Mais revenons à nos moutons, moutons.

Il n’y aurait donc de confession valable que « face caméra », c’est-à-dire droit dans les yeux ? Avouez que « face à la caméra » (c’est-à-dire droit dans les yeux), la manœuvre perdrait considérablement de son intérêt. « Face caméra » souligne mieux l’aptitude du professionnel à capter une parole rare. A bien causer la France, déjà moins.

 

De fait, les prépositions nous emmerdent. Elles empêchent d’aller plus vite. Il n’est pas jusqu’aux sportifs qui ne se résolvent à « jouer les Anglais » ou toute autre équipe « difficile à jouer ».

Mais alors, si X accepte de tout déballer « face caméra », qu’est-ce qui empêche de le retrouver au maquillage « face miroir » ?

Journaleux, vous êtes face responsabilités.

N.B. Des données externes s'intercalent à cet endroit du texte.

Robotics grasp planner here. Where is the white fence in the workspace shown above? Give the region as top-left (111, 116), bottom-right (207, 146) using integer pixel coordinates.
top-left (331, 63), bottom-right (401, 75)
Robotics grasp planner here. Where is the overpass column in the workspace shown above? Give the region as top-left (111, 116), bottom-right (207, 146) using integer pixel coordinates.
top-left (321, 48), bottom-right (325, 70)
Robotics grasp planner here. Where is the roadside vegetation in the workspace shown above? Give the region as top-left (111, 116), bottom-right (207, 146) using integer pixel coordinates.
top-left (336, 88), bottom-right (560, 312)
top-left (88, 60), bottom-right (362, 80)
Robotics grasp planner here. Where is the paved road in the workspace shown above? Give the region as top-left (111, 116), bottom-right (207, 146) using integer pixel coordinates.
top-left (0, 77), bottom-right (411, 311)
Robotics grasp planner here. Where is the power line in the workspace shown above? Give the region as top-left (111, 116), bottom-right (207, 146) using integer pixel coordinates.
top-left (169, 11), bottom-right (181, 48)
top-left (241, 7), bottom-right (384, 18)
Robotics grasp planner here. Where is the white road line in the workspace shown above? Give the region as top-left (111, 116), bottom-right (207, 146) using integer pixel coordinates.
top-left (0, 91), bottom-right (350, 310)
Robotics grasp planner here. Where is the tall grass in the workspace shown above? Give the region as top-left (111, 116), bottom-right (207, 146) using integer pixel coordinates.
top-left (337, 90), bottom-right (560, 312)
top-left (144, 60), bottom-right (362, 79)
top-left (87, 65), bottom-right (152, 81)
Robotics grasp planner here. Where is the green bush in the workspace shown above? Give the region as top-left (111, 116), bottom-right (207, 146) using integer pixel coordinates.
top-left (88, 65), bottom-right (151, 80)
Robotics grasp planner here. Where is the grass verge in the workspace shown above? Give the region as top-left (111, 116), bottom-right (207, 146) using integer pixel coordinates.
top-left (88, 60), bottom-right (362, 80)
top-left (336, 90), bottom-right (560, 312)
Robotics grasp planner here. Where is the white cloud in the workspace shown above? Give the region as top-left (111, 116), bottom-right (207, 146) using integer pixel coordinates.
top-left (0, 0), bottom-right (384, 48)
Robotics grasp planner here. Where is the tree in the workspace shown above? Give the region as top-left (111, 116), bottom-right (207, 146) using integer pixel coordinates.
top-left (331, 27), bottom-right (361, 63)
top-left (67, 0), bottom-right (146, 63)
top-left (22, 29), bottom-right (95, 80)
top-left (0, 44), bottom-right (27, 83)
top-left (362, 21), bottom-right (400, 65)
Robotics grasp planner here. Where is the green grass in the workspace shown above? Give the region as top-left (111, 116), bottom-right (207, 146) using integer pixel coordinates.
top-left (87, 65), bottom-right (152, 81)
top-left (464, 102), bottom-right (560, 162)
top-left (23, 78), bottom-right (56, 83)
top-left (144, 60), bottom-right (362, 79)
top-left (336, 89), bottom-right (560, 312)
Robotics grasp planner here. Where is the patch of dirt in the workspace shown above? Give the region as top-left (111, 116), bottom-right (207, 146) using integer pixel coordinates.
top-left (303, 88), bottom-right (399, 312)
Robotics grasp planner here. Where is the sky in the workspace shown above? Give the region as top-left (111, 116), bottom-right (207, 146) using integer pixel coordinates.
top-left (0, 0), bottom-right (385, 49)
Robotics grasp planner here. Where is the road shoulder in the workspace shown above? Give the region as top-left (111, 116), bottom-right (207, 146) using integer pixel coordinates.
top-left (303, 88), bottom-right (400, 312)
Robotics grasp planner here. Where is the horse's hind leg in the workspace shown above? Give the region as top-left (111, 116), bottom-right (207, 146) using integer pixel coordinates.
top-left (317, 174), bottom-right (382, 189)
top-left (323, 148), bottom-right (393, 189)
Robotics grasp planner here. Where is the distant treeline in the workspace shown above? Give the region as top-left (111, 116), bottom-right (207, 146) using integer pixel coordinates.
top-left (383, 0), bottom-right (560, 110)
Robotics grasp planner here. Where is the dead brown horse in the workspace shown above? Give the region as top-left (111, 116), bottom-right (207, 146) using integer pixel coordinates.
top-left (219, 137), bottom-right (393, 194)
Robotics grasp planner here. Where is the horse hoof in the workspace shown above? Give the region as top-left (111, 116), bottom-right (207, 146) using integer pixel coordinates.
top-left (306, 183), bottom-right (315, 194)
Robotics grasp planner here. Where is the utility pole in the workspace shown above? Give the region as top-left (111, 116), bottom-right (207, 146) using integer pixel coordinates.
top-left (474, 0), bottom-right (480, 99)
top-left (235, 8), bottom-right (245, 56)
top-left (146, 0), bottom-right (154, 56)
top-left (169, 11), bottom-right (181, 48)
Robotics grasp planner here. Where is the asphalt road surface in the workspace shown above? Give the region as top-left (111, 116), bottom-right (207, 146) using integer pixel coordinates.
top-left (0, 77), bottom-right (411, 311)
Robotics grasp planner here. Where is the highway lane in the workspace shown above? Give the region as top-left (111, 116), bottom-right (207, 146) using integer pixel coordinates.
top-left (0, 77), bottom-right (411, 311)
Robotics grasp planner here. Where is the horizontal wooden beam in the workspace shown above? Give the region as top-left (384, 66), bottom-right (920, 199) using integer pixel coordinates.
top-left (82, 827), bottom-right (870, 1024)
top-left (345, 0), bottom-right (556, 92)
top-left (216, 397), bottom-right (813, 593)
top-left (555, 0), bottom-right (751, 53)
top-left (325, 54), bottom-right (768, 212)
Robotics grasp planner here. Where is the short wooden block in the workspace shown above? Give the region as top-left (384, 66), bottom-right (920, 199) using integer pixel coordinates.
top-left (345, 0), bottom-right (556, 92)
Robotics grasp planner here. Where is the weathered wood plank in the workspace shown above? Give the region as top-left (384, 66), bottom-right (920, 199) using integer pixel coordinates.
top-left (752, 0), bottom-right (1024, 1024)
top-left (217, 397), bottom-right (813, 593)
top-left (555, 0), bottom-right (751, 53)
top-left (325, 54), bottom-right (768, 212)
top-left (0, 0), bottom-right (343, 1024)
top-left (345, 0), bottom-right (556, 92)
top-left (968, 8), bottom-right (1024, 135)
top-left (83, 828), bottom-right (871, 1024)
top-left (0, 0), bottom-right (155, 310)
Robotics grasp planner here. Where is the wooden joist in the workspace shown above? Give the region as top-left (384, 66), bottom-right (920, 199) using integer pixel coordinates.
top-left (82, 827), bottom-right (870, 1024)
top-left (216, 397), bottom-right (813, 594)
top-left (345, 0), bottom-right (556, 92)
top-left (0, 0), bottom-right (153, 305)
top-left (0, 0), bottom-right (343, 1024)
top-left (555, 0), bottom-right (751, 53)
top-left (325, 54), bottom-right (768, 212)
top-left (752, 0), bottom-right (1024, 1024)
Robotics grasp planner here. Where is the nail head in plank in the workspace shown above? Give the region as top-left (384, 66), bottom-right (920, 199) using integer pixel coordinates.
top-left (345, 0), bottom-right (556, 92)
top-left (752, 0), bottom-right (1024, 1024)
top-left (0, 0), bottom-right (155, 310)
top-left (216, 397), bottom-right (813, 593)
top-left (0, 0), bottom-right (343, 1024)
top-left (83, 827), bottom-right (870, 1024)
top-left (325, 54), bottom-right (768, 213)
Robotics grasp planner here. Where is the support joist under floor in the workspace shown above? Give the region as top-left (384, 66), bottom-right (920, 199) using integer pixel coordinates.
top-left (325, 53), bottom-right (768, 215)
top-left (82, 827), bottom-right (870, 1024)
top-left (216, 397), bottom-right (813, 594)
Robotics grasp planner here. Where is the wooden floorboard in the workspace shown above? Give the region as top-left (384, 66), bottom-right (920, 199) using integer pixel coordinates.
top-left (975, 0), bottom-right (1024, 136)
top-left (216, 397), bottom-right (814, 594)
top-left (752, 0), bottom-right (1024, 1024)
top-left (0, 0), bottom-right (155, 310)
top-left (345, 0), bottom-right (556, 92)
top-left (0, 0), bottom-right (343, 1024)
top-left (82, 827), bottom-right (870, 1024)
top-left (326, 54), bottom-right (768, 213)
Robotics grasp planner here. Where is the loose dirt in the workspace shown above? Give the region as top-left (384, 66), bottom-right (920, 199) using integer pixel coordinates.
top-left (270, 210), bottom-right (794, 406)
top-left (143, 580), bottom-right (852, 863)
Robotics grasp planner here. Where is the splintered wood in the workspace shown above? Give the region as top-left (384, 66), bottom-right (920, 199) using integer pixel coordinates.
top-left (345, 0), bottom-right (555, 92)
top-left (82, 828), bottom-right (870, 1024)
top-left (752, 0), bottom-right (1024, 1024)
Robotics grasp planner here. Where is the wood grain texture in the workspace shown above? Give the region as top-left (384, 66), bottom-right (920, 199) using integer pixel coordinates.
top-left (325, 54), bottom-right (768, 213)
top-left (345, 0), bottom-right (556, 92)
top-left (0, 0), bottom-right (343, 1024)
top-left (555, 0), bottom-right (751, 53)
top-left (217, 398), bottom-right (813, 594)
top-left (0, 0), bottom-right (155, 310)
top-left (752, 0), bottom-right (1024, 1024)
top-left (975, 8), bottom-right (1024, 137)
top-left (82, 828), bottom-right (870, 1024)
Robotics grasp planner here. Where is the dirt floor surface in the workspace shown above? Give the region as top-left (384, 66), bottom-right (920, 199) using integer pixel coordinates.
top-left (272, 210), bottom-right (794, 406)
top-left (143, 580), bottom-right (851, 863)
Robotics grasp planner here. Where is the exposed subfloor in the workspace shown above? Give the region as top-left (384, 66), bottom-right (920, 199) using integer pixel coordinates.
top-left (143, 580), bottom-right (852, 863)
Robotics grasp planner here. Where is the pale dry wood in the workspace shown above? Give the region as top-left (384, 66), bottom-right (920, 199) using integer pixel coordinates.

face-camera2Face juges, quelles circonstances atténuantes pourriez-vous plaider ?

  • « Hors caméra ». Les propos ne sont pas toujours tenus « face caméra ». Le plus souvent, ils le sont « hors micro » ou « hors antenne ». Parfois même, la locution prend du galon jusqu’à passer substantif : hors-série, hors-jeu. « Hors caméra » étant correct, la tentation de l’inverser en « face caméra » est grande, votre honneur.
  • Le double sens de face. Pour des raisons pratiques, lorsque l’interviewé cause, c’est son visage qui apparaît en gros plan. « Face caméra », messieurs les jurés, a donc tout à fait pu subir l’influence de tournures où la face est en vedette comme « face contre terre ».
  • Et après, où est le mal ? « Jaune citron » ne résume-t-il pas « jaune comme un citron » à lui tout seul ? Et que dire de « façon puzzle » ?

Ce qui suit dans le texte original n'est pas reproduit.